This should be a bug somehow. Because the results should be a list of dict but it tells me it is wrong.
@sjtuytc could you please clarify what do you mean?
I mean this assertion is too restrictive. A dummy result would tricker the assertion error. This should not be desired.
I'm also getting the same assertion error problem. Does the model always have to return a dictionary? I'm following the examples provided in Label Studio and it seems like lists of dicts are also allowed: https://github.com/heartexlabs/label-studio-ml-backend/blob/db6d1d6d3efde1db503532f1f77a6977a7f100d2/label_studio_ml/examples/simple_text_classifier/simple_text_classifier.py#L93
Hi @seanswyi Predictions should be a list of dicts. Assertion error is about training job failure.
Errors after setting LABEL_STUDIO_ML_BACKEND_V2_DEFAULT=True in model.py:
[2023-03-14 10:37:49,673] [ERROR] [label_studio_ml.model::get_result_from_last_job::132] 1678761465 job returns exception: Job 1678761465 was finished unsuccessfully. No result was saved in job folder.Please clean up failed job folders to remove this error from log. Traceback (most recent call last): File "label-studio-ml-backend/label_studio_ml/model.py", line 130, in get_result_from_last_job result = self.get_result_from_job_id(job_id) File "label-studio-ml-backend/label_studio_ml/model.py", line 111, in get_result_from_job_id assert isinstance(result, dict), f"Job {job_id} was finished unsuccessfully. No result was saved in job folder."
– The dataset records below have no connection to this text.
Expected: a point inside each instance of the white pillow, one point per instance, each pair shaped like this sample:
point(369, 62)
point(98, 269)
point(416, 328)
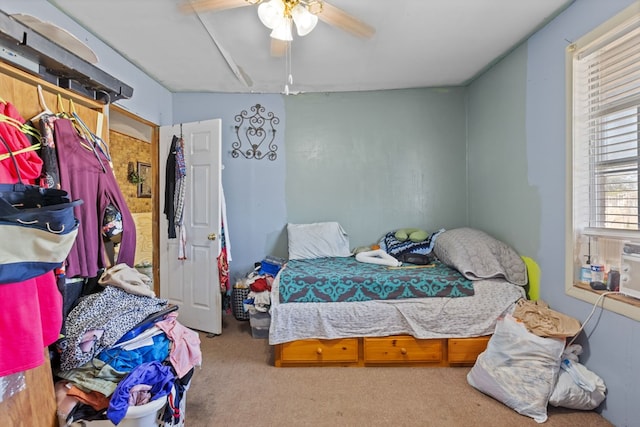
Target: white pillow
point(317, 240)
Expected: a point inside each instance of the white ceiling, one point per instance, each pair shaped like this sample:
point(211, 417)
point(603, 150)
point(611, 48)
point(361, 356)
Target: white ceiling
point(418, 43)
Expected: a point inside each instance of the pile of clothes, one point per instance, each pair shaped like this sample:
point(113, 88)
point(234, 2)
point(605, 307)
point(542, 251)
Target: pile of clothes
point(123, 347)
point(259, 284)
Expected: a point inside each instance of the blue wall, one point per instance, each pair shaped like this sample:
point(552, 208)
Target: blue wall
point(373, 161)
point(381, 160)
point(531, 82)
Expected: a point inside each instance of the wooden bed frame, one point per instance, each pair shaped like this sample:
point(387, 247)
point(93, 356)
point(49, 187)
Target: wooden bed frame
point(397, 350)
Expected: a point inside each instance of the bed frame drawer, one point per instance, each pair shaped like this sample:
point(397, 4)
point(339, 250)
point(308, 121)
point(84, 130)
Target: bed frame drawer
point(466, 351)
point(325, 351)
point(403, 349)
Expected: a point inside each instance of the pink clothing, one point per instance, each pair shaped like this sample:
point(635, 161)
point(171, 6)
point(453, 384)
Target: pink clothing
point(30, 311)
point(85, 177)
point(30, 320)
point(29, 162)
point(185, 352)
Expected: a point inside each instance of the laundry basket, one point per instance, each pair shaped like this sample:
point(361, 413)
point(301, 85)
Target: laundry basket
point(238, 295)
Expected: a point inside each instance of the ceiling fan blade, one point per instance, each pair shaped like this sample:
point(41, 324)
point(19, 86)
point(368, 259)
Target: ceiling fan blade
point(210, 5)
point(341, 19)
point(278, 47)
point(235, 68)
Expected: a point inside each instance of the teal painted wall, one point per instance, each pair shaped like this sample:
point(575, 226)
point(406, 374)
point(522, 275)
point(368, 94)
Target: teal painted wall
point(377, 161)
point(517, 134)
point(501, 200)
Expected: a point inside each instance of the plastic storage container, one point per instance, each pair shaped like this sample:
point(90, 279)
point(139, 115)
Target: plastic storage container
point(137, 416)
point(259, 324)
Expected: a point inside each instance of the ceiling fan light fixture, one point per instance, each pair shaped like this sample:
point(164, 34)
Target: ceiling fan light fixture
point(271, 13)
point(283, 31)
point(305, 21)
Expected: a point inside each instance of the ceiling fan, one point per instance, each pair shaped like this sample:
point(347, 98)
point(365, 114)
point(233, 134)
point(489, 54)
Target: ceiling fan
point(282, 15)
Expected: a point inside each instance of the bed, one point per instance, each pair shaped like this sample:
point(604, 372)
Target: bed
point(402, 322)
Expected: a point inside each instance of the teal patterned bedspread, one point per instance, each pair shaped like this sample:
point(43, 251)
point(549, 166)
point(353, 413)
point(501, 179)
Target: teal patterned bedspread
point(345, 279)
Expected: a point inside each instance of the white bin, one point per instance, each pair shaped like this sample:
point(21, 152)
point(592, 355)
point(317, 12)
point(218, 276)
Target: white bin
point(137, 416)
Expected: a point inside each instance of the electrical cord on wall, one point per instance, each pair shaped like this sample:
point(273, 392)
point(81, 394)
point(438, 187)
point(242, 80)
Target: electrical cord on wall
point(601, 297)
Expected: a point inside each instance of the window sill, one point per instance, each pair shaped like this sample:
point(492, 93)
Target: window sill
point(618, 303)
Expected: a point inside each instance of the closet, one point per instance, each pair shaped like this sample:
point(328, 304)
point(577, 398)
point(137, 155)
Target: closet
point(35, 405)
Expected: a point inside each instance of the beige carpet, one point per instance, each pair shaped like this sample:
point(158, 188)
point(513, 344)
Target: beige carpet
point(238, 386)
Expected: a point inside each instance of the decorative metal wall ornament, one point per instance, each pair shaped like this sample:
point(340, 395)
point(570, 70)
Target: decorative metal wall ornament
point(257, 132)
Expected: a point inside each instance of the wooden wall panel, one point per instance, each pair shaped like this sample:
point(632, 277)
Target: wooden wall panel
point(20, 89)
point(36, 405)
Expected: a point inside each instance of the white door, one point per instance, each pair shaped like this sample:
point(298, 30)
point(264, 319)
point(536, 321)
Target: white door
point(193, 283)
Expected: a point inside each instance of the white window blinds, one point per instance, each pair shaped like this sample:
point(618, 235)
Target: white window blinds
point(606, 107)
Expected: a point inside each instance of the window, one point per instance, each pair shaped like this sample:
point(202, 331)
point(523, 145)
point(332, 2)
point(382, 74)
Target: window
point(603, 71)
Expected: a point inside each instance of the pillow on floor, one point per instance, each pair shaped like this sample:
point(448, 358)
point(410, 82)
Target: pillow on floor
point(518, 368)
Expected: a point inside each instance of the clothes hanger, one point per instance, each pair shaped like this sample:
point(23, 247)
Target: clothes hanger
point(43, 106)
point(22, 127)
point(82, 129)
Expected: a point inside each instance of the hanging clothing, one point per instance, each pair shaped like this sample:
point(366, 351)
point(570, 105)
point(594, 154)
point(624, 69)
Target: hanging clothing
point(29, 162)
point(170, 188)
point(31, 312)
point(179, 197)
point(50, 177)
point(83, 176)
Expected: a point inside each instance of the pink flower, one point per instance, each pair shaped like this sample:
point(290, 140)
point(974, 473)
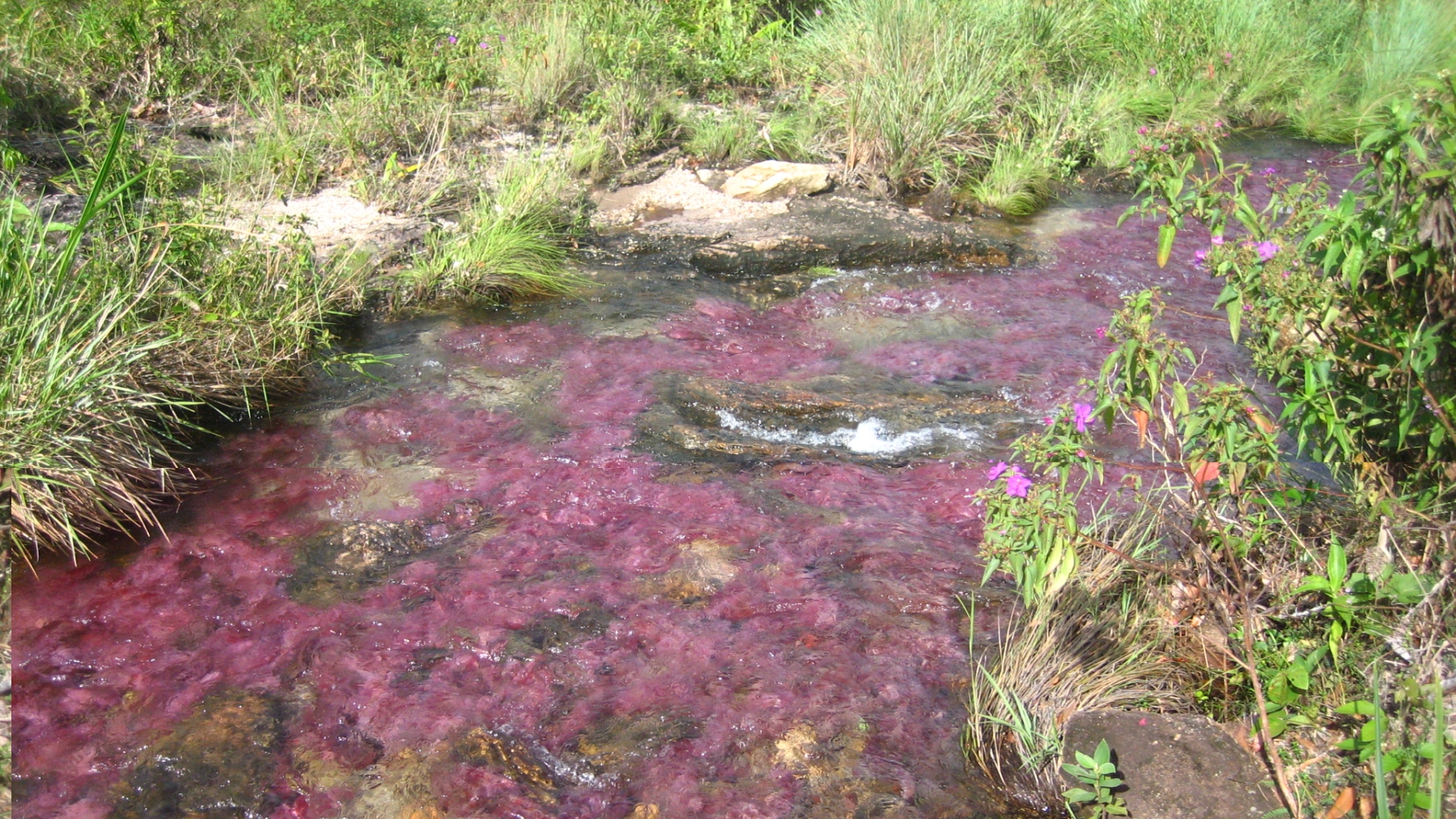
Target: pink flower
point(1081, 414)
point(1017, 484)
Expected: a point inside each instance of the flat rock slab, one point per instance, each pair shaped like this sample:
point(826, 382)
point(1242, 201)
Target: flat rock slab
point(332, 219)
point(734, 240)
point(1175, 765)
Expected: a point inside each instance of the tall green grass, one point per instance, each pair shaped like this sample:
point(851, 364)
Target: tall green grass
point(513, 242)
point(118, 331)
point(1003, 95)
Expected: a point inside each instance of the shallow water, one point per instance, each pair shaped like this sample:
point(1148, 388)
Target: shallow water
point(529, 576)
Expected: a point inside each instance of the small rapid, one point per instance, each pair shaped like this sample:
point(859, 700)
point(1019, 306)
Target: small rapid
point(679, 547)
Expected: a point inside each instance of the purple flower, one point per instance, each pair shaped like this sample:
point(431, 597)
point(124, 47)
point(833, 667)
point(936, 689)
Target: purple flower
point(1081, 414)
point(1017, 484)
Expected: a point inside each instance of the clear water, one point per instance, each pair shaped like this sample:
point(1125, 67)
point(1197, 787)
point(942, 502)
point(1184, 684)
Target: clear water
point(479, 591)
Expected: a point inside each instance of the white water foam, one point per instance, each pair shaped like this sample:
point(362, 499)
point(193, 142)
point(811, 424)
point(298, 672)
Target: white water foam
point(868, 438)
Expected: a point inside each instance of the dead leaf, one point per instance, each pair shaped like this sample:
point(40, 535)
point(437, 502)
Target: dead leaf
point(1343, 803)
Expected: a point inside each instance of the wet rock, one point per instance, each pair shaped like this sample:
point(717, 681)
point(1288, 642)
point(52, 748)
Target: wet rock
point(651, 169)
point(351, 557)
point(218, 764)
point(332, 219)
point(554, 632)
point(1175, 765)
point(868, 420)
point(836, 787)
point(511, 757)
point(846, 232)
point(704, 567)
point(686, 221)
point(617, 745)
point(766, 181)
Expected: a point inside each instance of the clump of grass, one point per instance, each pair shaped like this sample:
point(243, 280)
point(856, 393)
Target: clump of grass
point(925, 93)
point(511, 243)
point(1095, 643)
point(112, 346)
point(1018, 181)
point(727, 137)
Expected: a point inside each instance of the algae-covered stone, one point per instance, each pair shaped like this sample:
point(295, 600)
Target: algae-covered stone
point(351, 557)
point(510, 757)
point(704, 567)
point(615, 745)
point(552, 634)
point(873, 420)
point(218, 764)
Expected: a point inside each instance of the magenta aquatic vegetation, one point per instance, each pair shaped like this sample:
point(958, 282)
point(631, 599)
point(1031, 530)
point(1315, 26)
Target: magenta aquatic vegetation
point(519, 648)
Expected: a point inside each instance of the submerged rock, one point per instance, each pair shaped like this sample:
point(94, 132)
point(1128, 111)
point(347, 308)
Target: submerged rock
point(704, 567)
point(510, 757)
point(218, 764)
point(554, 632)
point(1174, 765)
point(868, 420)
point(720, 235)
point(775, 180)
point(613, 746)
point(347, 558)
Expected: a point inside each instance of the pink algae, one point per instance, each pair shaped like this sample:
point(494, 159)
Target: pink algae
point(835, 607)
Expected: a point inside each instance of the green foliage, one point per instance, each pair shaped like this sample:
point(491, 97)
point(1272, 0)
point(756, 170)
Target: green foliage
point(1098, 773)
point(112, 346)
point(1005, 96)
point(1350, 303)
point(513, 242)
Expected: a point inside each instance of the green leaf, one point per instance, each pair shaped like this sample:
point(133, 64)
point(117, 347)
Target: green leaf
point(1165, 242)
point(1078, 795)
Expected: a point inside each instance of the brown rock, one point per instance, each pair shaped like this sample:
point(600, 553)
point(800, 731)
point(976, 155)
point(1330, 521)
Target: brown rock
point(1174, 765)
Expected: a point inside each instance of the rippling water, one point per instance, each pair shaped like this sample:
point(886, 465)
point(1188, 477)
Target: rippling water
point(482, 591)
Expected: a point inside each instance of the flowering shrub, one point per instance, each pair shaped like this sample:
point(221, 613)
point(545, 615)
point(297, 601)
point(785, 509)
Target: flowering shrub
point(1350, 303)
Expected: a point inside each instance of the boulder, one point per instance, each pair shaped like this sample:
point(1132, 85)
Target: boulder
point(777, 180)
point(1174, 765)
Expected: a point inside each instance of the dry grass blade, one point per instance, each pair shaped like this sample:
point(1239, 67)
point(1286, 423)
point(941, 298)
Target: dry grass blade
point(1097, 643)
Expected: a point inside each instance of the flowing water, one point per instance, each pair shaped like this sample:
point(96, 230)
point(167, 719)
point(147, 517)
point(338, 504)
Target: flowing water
point(677, 548)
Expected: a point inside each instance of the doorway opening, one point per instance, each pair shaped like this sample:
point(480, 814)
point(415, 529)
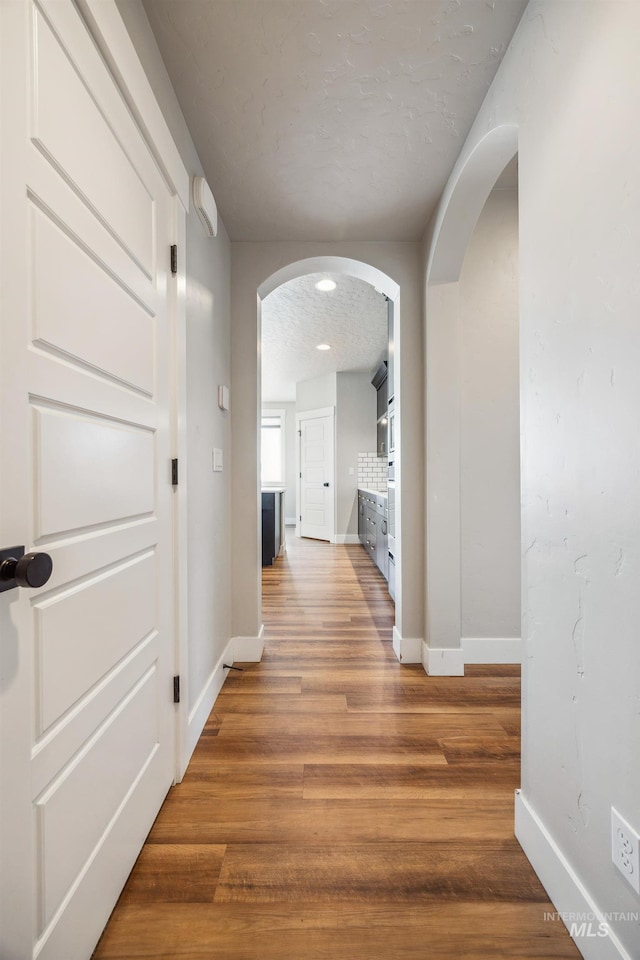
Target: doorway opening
point(329, 419)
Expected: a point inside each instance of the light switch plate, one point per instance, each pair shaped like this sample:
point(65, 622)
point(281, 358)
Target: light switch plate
point(223, 397)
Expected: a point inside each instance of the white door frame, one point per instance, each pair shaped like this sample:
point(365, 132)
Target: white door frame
point(310, 415)
point(112, 38)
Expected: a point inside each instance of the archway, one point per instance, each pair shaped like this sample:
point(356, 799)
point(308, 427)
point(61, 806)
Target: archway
point(462, 204)
point(385, 285)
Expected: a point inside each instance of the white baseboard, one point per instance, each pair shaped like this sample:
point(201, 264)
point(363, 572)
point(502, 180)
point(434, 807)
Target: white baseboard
point(406, 649)
point(204, 704)
point(442, 662)
point(249, 649)
point(492, 649)
point(572, 901)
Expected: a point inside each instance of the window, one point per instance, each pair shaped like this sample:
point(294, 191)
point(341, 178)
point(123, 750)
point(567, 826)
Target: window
point(272, 448)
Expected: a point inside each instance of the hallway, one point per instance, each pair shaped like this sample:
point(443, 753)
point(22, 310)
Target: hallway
point(340, 805)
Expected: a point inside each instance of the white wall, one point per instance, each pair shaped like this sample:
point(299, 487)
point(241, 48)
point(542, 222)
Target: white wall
point(316, 394)
point(209, 363)
point(289, 454)
point(571, 80)
point(355, 433)
point(490, 424)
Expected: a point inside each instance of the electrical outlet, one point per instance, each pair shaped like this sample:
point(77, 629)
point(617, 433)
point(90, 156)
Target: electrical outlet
point(625, 849)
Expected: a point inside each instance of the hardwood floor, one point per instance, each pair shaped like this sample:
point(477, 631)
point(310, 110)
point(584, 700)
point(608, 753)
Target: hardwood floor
point(340, 806)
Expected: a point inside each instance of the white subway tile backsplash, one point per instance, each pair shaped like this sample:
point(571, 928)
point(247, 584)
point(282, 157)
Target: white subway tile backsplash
point(372, 471)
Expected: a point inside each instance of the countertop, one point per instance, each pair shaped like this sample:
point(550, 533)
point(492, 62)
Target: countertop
point(373, 493)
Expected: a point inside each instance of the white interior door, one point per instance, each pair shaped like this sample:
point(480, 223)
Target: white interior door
point(86, 662)
point(317, 481)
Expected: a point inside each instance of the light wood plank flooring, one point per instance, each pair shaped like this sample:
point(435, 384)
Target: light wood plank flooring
point(340, 806)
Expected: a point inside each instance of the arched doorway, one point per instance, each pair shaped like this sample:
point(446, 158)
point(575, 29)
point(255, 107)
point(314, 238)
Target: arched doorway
point(258, 270)
point(463, 202)
point(348, 268)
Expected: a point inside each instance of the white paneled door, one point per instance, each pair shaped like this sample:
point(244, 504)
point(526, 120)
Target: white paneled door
point(86, 661)
point(317, 486)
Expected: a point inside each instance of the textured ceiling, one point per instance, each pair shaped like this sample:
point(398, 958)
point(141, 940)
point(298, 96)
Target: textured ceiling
point(296, 317)
point(330, 119)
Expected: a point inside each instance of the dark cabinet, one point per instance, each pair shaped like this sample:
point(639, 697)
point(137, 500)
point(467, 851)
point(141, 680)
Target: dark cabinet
point(272, 525)
point(379, 381)
point(373, 528)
AssertionError: Job 1678761465 was finished unsuccessfully. No result was saved in job folder.Please clean up failed job folders to remove this error from log. [2023-03-14 10:37:49,673] [ERROR] [label_studio_ml.model::get_result_from_last_job::132] 1678761463 job returns exception: Job 1678761463 was finished unsuccessfully. No result was saved in job folder.Please clean up failed job folders to remove this error from log. Traceback (most recent call last): File "label-studio-ml-backend/label_studio_ml/model.py", line 130, in get_result_from_last_job result = self.get_result_from_job_id(job_id) File "label-studio-ml-backend/label_studio_ml/model.py", line 111, in get_result_from_job_id assert isinstance(result, dict), f"Job {job_id} was finished unsuccessfully. No result was saved in job folder."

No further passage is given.